Anything new on this subject? I still cannot afford to come at my own expense, but I certainly would like to do anything possible to support the need for proper studies on nutritional requirements for DSers.

And, by the way, support a resolution about people getting PROPER information about the SADI, not calling any name that includes duodenal switch, and promulgating proper information that nutritional requirements for the SADI are very different from DS - we vets are seeing some TERRIBLE stories on the message boards.​

His response: "The first conference (2015) will be an expert opinion, with invitations, as we have a limited budget. Subsequent ones will have an open submission of abstracts, videos and presentations, in 2016."

So, maybe next year - if there is a Second International Consensus (assuming the first one happens).

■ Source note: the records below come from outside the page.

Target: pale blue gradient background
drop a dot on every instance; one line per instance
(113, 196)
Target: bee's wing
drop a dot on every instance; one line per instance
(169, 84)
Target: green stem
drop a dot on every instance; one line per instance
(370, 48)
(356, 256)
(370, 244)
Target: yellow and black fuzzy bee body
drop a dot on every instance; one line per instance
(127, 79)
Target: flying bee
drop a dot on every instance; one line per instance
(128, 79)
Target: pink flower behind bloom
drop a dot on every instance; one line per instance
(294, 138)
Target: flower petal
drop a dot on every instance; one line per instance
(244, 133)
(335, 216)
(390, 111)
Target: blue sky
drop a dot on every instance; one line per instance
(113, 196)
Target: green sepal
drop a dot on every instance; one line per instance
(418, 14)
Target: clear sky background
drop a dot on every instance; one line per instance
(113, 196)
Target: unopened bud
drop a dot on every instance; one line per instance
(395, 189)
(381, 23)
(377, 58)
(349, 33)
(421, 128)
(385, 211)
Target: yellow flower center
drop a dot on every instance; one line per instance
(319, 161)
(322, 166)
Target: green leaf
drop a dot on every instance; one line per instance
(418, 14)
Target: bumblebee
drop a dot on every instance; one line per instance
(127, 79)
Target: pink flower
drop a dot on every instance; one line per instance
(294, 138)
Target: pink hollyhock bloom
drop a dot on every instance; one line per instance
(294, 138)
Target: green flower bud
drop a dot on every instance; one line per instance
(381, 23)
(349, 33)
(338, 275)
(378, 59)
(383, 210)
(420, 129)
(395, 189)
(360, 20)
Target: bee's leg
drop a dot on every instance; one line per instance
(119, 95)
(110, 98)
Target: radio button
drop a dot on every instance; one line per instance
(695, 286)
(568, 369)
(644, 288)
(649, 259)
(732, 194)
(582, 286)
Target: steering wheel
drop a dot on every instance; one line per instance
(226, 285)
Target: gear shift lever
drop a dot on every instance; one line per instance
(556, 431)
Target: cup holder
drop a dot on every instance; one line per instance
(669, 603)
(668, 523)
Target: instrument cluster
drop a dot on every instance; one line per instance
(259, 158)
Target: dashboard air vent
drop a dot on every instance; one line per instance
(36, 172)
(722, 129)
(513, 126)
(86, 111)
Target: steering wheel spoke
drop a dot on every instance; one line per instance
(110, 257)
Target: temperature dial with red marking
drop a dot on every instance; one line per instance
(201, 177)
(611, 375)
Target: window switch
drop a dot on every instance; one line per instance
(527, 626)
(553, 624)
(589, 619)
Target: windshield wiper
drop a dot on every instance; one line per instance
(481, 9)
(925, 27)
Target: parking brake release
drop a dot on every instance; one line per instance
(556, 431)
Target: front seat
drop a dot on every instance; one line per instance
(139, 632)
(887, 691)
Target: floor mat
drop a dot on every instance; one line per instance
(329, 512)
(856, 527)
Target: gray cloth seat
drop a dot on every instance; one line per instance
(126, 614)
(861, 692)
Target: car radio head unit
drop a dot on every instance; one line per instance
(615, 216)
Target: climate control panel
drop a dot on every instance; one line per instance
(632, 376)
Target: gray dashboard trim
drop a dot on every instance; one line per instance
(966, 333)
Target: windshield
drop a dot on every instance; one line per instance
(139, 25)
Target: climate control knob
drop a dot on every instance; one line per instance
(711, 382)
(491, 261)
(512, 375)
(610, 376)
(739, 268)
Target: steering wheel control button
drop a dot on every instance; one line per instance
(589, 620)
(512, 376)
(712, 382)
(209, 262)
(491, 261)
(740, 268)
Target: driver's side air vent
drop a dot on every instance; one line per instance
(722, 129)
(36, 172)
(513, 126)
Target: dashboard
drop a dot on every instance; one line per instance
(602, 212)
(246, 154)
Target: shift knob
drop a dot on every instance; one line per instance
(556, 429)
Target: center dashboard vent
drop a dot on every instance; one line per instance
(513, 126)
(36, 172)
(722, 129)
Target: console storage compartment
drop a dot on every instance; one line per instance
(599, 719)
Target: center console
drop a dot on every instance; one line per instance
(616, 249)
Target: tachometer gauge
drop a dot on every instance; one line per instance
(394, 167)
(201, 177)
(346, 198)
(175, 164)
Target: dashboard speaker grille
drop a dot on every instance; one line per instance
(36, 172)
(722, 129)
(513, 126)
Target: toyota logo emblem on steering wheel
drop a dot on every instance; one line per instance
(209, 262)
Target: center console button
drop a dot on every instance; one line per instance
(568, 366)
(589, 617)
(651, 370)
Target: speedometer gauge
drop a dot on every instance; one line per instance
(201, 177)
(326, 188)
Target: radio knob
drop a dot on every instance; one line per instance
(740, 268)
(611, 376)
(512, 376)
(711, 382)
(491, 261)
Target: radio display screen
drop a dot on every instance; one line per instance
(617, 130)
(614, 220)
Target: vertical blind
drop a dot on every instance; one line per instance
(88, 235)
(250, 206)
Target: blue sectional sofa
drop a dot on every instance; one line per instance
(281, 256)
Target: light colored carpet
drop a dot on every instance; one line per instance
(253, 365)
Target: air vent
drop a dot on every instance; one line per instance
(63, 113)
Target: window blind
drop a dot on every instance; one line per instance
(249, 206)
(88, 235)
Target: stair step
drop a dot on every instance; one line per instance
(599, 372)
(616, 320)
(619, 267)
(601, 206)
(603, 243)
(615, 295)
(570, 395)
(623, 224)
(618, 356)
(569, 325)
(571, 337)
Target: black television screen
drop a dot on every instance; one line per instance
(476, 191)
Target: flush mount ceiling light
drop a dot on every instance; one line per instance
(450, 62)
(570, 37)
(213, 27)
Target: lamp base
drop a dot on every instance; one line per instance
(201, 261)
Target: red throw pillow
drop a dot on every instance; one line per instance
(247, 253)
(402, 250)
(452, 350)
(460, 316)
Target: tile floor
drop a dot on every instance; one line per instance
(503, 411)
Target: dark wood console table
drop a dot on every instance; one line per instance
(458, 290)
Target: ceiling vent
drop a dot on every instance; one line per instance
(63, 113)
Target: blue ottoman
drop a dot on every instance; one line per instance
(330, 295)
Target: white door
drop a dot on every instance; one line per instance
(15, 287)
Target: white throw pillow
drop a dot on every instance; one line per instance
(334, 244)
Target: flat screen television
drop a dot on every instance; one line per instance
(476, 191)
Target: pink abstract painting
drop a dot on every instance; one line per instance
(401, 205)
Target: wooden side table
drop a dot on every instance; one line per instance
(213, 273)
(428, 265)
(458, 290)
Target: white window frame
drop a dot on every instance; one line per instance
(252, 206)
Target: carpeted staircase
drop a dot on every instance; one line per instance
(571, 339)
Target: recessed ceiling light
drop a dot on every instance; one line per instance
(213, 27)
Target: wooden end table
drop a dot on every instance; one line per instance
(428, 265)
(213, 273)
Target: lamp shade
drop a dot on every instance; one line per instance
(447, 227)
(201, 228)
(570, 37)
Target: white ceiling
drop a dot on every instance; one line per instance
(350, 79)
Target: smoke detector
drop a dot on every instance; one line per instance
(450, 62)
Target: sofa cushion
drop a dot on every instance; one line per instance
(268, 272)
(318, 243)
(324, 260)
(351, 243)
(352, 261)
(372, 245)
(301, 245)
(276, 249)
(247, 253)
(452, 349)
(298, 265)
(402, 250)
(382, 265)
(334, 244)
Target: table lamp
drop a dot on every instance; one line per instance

OTOH, a couple of days later, there is this, in Las Vegas: http://owe.asmbs.org/schedule/
This would be fun to attend: http://owe.asmbs.org/courses/bariatric-surgical-debates/
 
Teehee. I spoke at a seminar at my surgery center as a patient living with WLS. One question about the DS was about drinking with meals. I said I did, but not very much as with limited capacity, I'd rather eat. Told the truth and got the stink eye from the program coordinator. That no drinking for a while was a factor in choosing the DS. I don't eat by the clock.